Expanding Digital Transformation Across Town Departments

After their experience with creating some helpful Laserfiche forms for the town secretary and municipal courts, the IT department was ready to take on a more complex challenge. The team identified a legacy process that the public works department used daily to collect readings from equipment (such as water meters) at public works facilities throughout the town.

Previously done using a stack of paper comprising a sheet for each facility, the process involves field workers who drive out to each site to take readings from the equipment and note the relevant numbers by hand.

“Employees would then go back to the office and transcribe the information into what I called a ‘dirty log,’ which is basically another piece of paper where numbers could be erased and redone, mustard or coffee could be spilled on it,” Johnson said. Numbers were then transferred into a “clean log,” which could be kept as record and shown to the Texas Commission on Environmental Quality (TCEQ) during audits. “There were so many opportunities for numbers to be input incorrectly, and it was very time consuming.”

With support from MCCi, the Town of Prosper IT team reimagined the process using Laserfiche, which made the readings available to supervisors back in the office in real time. The new process involves equipping field workers with tablets and enabling them to enter readings digitally into a Laserfiche form. The forms presented a list of facilities and, depending on which facility the field worker selected, the form would dynamically change fields for different types of readings. Field workers electronically sign the form, which would also automatically be geotagged with the location of the facility.
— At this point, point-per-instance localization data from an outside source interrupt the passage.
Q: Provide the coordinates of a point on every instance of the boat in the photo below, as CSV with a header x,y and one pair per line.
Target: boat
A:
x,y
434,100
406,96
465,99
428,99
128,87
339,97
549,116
“The public works department wanted another way to verify that a person was at the facility, so that if there was ever any question about it, we would have that signature and geotag,” Johnson said.

Field workers then move onto the next facility and repeat the process. If a supervisor in the office notices an anomaly with any of the information entered, they can immediately notify the field worker to take another reading.

“Before, they have even gotten back to the office before a supervisor could notify them that something looked off, so we’re saving more time and fuel as well,” Johnson added. “As they submit the numbers, they are written to an SQL database. We also file the forms in Laserfiche by month. When TCEQ comes out to do the audit now, instead of having to look through a file folder, we’ve got all the forms filled out, timestamped, geo-tagged, signed, and we know we went out there and did readings as we’re required to do. It’s much more efficient, and it’s updated in real-time.”

In addition to supporting the auditing process, the new equipment readings form has reduced the opportunity for error by eliminating 75% of the legacy process’s manual data entry. Johnson also estimates that the new process saves at least two hours per week in manual transcription, all of which results in huge efficiency gains for the public works department.

Today, the IT department is working on integrations to create even more connectivity and efficiencies.  An integration between Laserfiche and the town’s enterprise permitting and licensing system, for example, will enable the planning department to streamline records management by auto-filing paperwork related to permitting and licensing into Laserfiche. The human resources department, too, has embraced a digital approach to managing content and exploring new solutions.

“We went from having just one form for the boards and commissions application to creating dozens,” Johnson said. “We are growing so fast — we have lots of new employees starting, which has been the trend in recent years. So we’re not slowing down; we can’t slow down. There’s so much growth. Residents are very engaged and they demand a lot. Laserfiche is an example of one of the ways we can use technology to scale our services.”